Friday, January 1st, 1999 at 12:00 am by William R. White
William R. White, The Tobin Tax: A Solution to Today’s International Monetary Instability?, 1999 Colum. Bus. L. Rev. 365

Since the collapse of the Bretton Woods system in the early 1970s, the market composed of foreign currency exchange transactions has grown explosively. From a daily turnover rate equivalent to only $18 billion in 1970, the market has grown by a factor of fourteen and now accommodates $1.23 trillion worth of transactions per day.
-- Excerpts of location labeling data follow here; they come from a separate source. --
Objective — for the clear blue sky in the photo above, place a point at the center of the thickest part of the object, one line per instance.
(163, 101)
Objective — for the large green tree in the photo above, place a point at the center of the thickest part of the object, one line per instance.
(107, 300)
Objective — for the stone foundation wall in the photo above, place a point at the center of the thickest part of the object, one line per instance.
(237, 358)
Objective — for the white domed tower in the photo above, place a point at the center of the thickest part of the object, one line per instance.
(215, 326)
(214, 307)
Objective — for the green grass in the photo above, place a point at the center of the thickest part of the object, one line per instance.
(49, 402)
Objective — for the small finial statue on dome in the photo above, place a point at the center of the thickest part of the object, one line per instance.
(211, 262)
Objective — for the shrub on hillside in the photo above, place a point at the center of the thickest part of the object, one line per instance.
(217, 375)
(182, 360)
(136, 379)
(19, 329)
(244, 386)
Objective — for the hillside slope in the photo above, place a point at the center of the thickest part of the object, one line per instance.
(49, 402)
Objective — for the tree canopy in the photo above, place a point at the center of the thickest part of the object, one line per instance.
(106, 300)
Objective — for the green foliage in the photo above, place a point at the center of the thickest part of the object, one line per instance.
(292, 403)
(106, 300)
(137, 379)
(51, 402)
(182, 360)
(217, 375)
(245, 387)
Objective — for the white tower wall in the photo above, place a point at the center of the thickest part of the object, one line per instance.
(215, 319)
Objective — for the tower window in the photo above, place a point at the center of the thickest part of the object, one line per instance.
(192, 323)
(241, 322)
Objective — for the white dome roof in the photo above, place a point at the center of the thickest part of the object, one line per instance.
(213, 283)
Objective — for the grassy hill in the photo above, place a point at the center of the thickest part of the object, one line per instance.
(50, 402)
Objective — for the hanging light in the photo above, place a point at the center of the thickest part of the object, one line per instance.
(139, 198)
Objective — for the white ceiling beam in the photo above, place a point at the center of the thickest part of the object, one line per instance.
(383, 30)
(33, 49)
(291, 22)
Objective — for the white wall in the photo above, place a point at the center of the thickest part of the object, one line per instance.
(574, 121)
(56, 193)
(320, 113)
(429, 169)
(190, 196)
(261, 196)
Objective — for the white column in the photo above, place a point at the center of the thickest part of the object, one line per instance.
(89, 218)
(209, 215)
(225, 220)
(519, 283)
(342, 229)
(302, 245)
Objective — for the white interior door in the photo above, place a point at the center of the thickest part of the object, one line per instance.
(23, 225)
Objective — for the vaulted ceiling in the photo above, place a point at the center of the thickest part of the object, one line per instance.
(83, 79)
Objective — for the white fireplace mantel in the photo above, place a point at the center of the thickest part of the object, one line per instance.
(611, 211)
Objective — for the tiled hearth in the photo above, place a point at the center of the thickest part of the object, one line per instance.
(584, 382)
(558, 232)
In addition, growth in the market has continued to accelerate, doubling between 1983-1986, 1986-1989, and 1992-1995. In comparison, the annual turnover in the global equity markets amounted to only $21 trillion last year, while worldwide trade in goods and services equaled only $4.3 trillion – the equivalent of 17 days and 3.5 days of trading in the foreign exchange (“FOREX”) market, respectively. Likewise, worldwide central bank reserves now amount to less than one day’s trading in the FOREX market. However, it is not only the staggering size of the foreign exchange market that makes it unique among worldwide exchanges. The market is characterized by investment horizons that are far shorter than those in any other global market. The Bank for International Settlements (“BIS”) estimates that over eighty percent of all currency exchanges involve “roundtrips” that last seven days or less, and that forty percent of transactions involve roundtrips of two days or less. These short investment horizons are the result of currency traders who attempt to profit from speculative investments based on the movement of exchange rates. These speculative trades make up the vast majority of currency exchange transactions. This growth in speculative transactions has led many to believe that the unregulated growth of the foreign exchange market is dangerous to the world economy. Quite simply, today there is an urgent call for intervention in the foreign exchange markets – either by national governments or supranational organizations – to decrease exchange rate volatility and speculation in order to stabilize the market and the world economy. However, others argue that any intervention by governments or international organizations will only introduce inefficiencies into the FOREX market, resulting in greater harm to the world economy than if governance of currency exchange had been left solely to market forces. This Note seeks to explore the issues surrounding this debate and to examine one of the most widely-cited proposals for stabilizing the international currency markets: the “Tobin Tax.”